Here American Specialty has not shown that Axis's second amended complaint is "so vague and ambiguous" that it cannot reasonably be expected to respond. While American Specialty argues that the second amended complaint lacks particularity despite its "volume," in under twenty pages it details a business relationship between two sophisticated entities and the facts giving rise to this dispute which began as early as 2013. (See ECF 31 ¶ 58). Within those pages, Axis clearly identifies the parties—itself and American Specialty—and the contract at issue here—the PMA, which incorporates the UGA and the Claims Agreement.

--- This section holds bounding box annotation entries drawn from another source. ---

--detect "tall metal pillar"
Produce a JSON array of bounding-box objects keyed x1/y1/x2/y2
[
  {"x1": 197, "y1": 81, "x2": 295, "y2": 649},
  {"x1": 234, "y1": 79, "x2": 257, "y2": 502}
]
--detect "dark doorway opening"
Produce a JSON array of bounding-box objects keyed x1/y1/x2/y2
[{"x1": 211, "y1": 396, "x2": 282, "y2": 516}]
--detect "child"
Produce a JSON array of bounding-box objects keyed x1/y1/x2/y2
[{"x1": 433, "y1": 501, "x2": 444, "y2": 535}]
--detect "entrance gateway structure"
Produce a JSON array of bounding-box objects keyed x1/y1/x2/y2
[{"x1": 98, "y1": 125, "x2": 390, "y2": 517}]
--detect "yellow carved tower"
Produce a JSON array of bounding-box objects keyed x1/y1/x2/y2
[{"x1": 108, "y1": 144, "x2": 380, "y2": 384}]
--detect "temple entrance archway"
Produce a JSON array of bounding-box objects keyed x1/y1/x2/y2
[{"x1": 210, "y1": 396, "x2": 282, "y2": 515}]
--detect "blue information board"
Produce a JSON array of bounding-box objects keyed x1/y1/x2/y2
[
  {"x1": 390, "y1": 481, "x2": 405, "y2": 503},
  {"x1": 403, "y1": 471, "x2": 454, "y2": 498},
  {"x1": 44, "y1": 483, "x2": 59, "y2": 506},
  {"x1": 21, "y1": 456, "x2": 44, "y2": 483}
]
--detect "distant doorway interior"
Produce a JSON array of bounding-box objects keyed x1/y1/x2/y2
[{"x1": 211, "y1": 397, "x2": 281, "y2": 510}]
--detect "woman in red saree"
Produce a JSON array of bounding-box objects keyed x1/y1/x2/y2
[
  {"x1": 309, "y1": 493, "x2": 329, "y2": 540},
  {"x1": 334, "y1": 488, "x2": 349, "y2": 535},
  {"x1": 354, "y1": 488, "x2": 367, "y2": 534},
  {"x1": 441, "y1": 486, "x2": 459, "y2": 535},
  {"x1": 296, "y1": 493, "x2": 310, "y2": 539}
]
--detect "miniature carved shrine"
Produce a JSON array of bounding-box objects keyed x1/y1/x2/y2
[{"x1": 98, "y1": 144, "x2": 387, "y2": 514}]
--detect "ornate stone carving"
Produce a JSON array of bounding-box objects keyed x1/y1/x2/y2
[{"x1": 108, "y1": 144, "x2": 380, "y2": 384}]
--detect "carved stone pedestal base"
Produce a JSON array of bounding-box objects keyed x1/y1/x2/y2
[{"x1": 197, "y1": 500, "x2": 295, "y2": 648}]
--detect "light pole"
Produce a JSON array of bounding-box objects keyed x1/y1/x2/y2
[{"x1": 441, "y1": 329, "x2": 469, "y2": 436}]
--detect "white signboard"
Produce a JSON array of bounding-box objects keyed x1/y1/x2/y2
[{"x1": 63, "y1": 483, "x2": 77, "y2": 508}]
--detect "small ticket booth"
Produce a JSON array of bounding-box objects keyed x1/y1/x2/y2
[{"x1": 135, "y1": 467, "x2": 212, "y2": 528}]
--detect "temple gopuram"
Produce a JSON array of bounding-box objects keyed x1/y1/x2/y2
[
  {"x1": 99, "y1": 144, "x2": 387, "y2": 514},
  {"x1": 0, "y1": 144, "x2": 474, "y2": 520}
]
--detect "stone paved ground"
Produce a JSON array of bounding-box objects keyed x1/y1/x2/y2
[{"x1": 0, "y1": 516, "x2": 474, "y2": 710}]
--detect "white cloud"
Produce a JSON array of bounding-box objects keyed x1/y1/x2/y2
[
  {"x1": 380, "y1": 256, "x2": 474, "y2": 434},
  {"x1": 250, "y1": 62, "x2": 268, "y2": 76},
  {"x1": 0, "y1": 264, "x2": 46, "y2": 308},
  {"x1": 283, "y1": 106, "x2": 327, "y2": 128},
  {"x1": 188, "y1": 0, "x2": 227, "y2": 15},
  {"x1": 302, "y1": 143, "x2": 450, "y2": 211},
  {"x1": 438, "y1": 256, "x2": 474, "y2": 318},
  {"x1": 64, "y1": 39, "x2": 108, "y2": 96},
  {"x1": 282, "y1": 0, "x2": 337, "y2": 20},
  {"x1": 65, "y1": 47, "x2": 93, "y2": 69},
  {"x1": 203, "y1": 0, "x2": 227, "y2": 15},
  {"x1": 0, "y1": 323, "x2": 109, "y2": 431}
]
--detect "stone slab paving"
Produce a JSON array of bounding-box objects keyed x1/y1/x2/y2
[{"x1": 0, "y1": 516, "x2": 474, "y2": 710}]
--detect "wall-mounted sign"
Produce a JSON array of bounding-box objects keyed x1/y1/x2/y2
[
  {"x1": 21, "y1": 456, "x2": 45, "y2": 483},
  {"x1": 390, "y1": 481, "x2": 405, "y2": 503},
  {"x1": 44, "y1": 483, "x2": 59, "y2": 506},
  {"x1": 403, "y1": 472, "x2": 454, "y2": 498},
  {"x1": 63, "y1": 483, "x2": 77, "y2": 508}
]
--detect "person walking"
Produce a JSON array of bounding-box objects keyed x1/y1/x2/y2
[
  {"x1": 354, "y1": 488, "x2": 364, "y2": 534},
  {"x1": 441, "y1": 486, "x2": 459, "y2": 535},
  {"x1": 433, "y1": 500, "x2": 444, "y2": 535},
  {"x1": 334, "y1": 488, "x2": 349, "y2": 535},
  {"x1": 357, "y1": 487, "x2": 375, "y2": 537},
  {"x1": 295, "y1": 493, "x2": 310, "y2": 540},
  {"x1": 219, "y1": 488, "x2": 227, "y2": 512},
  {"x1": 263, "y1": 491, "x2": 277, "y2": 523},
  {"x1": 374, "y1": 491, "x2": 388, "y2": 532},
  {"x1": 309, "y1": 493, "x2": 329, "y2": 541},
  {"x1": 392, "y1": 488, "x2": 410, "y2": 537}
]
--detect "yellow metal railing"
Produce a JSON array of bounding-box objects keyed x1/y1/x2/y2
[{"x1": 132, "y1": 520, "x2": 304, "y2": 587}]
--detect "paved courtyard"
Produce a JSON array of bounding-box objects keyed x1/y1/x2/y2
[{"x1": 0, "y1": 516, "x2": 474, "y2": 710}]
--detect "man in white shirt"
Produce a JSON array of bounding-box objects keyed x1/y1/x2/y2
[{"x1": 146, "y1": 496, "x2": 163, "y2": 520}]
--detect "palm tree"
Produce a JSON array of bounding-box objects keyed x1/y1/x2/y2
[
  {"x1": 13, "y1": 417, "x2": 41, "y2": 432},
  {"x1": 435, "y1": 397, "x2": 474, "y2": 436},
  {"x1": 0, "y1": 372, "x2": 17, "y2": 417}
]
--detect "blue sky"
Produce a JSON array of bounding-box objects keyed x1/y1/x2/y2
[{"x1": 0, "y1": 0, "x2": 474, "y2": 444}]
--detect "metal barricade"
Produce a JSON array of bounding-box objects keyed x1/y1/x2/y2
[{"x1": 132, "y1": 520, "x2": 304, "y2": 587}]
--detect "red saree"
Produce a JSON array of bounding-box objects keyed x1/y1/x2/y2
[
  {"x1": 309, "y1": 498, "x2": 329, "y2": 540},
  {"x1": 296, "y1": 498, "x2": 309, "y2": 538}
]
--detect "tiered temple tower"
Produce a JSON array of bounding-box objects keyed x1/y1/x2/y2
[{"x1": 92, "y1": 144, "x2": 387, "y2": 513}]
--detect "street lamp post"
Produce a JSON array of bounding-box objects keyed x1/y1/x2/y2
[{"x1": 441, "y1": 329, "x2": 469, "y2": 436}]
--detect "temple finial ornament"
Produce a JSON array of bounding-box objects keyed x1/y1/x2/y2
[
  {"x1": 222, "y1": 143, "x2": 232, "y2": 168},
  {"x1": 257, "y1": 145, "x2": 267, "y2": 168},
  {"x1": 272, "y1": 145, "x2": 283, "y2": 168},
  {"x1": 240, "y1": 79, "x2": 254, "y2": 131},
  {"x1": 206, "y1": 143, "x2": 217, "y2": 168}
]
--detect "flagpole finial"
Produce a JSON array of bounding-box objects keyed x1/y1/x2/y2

Further, American Specialty has not been left to guess as to what contract and conduct are at issue. Though American Specialty initially appeared confused as to what agreement was at issue, (see ECF 35 at 1 ("Axis's Second Amended Complaint mentions a variety of different contracts, agreements, and documents, including the Program Manager Agreement (PMA), Underwriting Guidelines, Claims Agreement, The Team's 2013 Insurance Program, American Specialty's Excess Policy Proposal, and American Specialty's Excess Policy Binder")), by its reply American Specialty admits that there are only three "alleged agreements—the [PMA], the [UGA], and the Claims Agreement." (ECF 39 at 2). Additionally, as already noted, Paragraphs 58-128 of the second amended complaint provide a narrative detailing American Specialty's alleged conduct which gave rise to the present dispute. Still more, Axis summarizes its breach of contract claim in paragraph 136. Thus, even though Axis does not specifically cite the exact provisions of the agreements, it can hardly be said that American Specialty lacks notice as to what contract and conduct are at issue in the second amended complaint.

D. Conclusion

In summation, Axis has adequately given American Specialty notice of its breach of contract claim. As a result, American Specialty's motion for a more definite statement (ECF 34) is DENIED. American Specialty is afforded to and including November 20, 2019, to answer or otherwise respond to Axis's second amended complaint (ECF 31).

SO ORDERED.

FootNotes


1. In its motion for leave to amend, Axis also requested the Court strike much of American Specialty's answer to its initial amended complaint (ECF 14) as unresponsive. (ECF 21). The Court, after granting Axis leave to amend its complaint, denied the request to strike as moot. (ECF 30; ECF 32)
2. While American Specialty's motion is attacking the supposed ambiguity of Axis's second amended complaint, at multiple points in its motion and reply, it also takes issue with Axis's motion to strike portions of its initial answer (ECF 22). (See ECF 35 at 2; ECF 39 at 1, 1 n.1, 2, 3). There, Axis requested that the Court strike multiple paragraphs of American Specialty's answer where it had stated that the "documents speak for themselves." (ECF 22 at 5). To the extent that American Specialty is attempting to head off a motion to strike, such efforts are premature. The Court, however, cautions American Specialty that "[c]ourts have expressly held that a response indicating that a document `speaks for itself' is insufficient under the Federal Rules." Ind. Reg'l Council of Carpenters Pension Tr. Fund v. Fid. & Deposit Co. of Md., No. 2:06-CV-32-PPS-PRC, 2006 WL 3302642, at *2 (N.D. Ind. Nov. 9, 2006) (collecting cases); see Do it Best Corp. v. Heinen Hardware, LLC, No. 1:13-CV-69, 2013 WL 3421924, at *5 (N.D. Ind. July 8, 2013) (collecting cases); Cont'l Cas. Co. v. Duckson, No. 11-CV-00459, 2011 WL 2293873, at *2 (N.D. Ill. June 9, 2011); Rudzinski v. Metro. Life Ins. Co., No. 05C 0474, 05 C 0474, 2007 WL 2973830, at *4 (N.D. Ill. Oct. 4, 2007) ("[T]his device is frequently, and improperly, employed by lawyers who would prefer not to admit something that is alleged about a document in a complaint." (citing State Farm Mut. Auto. Ins. Co. v. Riley, 199 F.R.D. 276 (N.D. Ill. 2001))).